PCHIT Personas: Regional Policy - CA, MA, NY

By Josh Seidman | Popularity: 16%

Efforts to advance patient-centered health information technology (PCHIT) initiatives have been shaped by the environments that exist in each individual state or community. Environmental factors can be shaped by: specific regional quality improvement (QI) or health information technology (HIT) initiatives; local or state government interventions; the dynamics of that particular competitive marketplace; and historical evolution of local health care delivery.

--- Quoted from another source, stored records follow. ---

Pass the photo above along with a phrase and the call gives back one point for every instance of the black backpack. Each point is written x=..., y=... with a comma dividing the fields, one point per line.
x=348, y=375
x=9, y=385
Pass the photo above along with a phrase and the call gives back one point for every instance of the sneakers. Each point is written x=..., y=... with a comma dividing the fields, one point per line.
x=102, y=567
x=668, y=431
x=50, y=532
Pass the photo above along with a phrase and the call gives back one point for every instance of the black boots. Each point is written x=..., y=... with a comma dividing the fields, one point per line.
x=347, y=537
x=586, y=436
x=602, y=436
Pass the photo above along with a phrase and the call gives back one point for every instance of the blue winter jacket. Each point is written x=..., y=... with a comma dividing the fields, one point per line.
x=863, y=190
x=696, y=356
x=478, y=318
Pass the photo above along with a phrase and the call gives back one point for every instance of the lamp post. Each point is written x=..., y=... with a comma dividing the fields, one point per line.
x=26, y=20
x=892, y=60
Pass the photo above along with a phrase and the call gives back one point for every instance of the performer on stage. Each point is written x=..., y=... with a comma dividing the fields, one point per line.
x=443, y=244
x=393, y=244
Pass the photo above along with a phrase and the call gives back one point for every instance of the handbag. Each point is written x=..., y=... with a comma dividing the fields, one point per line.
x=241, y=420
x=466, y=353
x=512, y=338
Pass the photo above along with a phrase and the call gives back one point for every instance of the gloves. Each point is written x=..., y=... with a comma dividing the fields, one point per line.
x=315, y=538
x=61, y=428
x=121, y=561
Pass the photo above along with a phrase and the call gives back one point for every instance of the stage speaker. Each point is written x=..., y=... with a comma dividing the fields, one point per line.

We have compiled key developments that have specifically had an impact on PCHIT evolution (or have the strong potential to do so) in the regions were we have been operating.

California

HIMSS Northern CaliforniaHIMSS gathers in Santa Clara, CA, to talk about PHRs

Some of the most advanced EHR and PHR innovation has transpired in California in different types of practice models. For example, California has many large, multispecialty medical groups, and Palo Alto Medical Foundation (PAMF) was one of the first medical groups in the country to provide its patients with access to a PHR with functionality to access a wide range of clinical information. In addition, PAMF has made efforts to connect its PHR to health content in an effort to maximize the utility of the PHR for patient-centered care. Some other large medical groups have implemented PHRs or other patient-centered HIT tools for their patients, but they remain a minority. A recent survey of California’s primary care physicians suggested that although 19% say they often or sometimes communicate with their patients by email, only 4% of patients reported that they have communicated electronically with their physicians.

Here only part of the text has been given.